前の王ベン・ハダドはたびたび北王国に攻め込みましたが、そのたび大損害を被って退けられました。そして、逆に北王国に領土を奪われる結果になってしまいました。しかし、新王ハザエルは国の勢力を盛り返し、再び北王国を侵略し始めました。
そこで、北王国のヨラム王は、ラモテ・ギルアデに出撃してアラム軍を迎え撃ちました。ところが、ハザエル率いるアラム軍は非常に強力で、ヨラム王は負傷して王宮に戻ってしまいます。
油注ぎ
すると、預言者エリシャが、戦場に残って戦っていた将軍エフーの元に仲間の預言者を派遣します。仲間の預言者はエリシャが命じたとおり、エフーに油を注いで言いました。

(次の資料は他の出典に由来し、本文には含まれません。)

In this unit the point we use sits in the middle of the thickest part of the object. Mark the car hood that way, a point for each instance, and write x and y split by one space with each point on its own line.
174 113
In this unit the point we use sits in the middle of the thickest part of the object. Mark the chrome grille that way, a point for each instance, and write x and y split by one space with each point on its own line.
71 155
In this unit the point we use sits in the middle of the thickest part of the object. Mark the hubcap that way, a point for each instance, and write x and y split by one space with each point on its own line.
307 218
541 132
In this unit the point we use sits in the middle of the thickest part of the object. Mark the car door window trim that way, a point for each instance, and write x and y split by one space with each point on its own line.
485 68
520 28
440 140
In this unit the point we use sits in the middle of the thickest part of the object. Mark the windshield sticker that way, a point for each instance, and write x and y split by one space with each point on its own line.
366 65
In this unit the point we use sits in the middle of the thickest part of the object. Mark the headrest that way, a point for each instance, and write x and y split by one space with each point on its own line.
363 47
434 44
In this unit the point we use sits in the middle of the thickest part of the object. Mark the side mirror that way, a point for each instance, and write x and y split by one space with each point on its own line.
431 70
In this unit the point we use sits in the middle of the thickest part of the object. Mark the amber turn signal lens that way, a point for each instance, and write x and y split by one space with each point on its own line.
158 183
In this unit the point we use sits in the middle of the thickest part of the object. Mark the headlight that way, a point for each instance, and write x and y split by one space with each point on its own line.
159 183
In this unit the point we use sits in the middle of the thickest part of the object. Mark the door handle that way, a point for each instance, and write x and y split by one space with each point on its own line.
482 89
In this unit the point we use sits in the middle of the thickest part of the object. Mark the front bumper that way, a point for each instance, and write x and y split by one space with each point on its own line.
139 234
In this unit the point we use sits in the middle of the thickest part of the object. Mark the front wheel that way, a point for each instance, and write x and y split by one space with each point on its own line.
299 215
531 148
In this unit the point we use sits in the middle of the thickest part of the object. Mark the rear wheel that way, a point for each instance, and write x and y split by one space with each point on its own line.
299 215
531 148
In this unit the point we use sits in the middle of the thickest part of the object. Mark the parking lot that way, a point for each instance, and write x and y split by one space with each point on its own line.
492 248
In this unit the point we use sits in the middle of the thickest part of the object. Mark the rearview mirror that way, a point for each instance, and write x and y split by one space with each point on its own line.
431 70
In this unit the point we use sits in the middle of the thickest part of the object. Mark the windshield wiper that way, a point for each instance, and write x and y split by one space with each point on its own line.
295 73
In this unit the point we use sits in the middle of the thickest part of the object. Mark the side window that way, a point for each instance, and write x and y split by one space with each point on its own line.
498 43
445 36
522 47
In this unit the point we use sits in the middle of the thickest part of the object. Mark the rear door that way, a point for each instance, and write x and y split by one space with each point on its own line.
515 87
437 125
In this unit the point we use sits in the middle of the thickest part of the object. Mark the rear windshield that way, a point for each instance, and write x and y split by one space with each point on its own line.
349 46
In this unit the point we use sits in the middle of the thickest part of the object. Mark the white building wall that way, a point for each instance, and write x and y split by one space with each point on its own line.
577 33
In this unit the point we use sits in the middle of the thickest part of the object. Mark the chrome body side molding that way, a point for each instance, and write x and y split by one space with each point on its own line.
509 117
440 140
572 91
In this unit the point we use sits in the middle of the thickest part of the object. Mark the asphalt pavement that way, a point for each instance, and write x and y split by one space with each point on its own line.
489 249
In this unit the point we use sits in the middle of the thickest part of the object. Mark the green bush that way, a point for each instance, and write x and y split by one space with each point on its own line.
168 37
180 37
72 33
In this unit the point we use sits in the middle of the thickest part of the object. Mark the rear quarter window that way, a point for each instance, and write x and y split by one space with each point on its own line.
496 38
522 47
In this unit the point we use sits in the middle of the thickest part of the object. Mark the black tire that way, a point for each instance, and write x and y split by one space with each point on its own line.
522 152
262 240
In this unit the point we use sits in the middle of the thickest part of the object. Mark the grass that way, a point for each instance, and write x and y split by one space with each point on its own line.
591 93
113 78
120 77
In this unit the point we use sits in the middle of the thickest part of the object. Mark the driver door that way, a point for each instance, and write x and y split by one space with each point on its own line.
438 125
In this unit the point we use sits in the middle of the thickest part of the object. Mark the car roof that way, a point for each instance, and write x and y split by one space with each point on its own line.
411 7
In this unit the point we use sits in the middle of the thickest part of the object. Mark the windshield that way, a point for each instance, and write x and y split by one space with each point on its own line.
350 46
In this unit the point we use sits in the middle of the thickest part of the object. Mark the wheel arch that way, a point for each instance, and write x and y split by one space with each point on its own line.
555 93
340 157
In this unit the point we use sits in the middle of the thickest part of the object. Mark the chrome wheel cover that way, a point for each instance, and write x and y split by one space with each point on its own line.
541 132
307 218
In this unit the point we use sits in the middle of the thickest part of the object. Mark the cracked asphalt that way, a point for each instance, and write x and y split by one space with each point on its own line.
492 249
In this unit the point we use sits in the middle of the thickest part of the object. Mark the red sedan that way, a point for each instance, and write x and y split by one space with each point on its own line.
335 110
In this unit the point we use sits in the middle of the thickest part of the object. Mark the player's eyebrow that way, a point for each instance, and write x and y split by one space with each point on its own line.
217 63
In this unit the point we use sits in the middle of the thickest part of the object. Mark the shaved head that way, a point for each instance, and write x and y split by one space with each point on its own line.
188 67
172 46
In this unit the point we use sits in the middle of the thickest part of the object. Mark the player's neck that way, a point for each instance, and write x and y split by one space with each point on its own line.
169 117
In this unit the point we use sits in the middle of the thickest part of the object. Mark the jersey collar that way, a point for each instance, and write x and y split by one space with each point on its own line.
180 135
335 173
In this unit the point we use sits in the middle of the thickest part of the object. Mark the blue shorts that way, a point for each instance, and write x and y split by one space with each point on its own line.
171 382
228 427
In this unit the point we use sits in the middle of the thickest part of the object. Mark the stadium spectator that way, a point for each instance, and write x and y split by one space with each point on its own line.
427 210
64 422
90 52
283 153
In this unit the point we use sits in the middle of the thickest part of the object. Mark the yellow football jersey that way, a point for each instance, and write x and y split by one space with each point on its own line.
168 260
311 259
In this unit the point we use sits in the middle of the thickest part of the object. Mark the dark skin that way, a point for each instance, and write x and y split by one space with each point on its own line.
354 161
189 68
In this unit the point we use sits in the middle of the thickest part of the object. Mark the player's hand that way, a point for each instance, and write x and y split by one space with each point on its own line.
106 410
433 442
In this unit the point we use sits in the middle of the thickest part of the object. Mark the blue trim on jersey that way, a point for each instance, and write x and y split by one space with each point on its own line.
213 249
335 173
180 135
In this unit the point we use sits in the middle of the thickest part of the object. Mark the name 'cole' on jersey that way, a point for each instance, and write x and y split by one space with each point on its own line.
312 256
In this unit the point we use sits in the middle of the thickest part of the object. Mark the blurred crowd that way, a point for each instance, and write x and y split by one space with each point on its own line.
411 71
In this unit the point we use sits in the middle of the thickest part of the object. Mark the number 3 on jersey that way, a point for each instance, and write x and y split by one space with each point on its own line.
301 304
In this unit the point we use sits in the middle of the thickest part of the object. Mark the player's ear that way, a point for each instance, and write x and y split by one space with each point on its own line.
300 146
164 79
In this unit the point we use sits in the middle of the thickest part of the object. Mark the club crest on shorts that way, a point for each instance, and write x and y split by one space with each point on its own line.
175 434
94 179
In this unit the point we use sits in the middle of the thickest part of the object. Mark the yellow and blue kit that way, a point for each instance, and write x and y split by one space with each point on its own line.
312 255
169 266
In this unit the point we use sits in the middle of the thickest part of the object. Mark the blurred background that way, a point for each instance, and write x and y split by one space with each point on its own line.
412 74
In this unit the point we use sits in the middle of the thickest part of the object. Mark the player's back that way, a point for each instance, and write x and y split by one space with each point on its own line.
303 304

「イスラエルの神、【主】はこう言われる。『わたしはあなたに油を注いで、【主】の民イスラエルの王とする。あなたは、主君アハブの家の者を打ち殺さなければならない。こうしてわたしは、わたしのしもべである預言者たちの血、イゼベルによって流されたすべての【主】のしもべたちの血の復讐をする。それでアハブの家はことごとく滅び失せる。わたしは、イスラエルの中の、アハブに属する小童から奴隷や自由の者に至るまでを絶ち滅ぼし、アハブの家をネバテの子ヤロブアムの家のように、またアヒヤの子バアシャの家のようにする。犬がイズレエルの地所でイゼベルを食らい、彼女を葬る者はだれもいない。』」(9:6-10)。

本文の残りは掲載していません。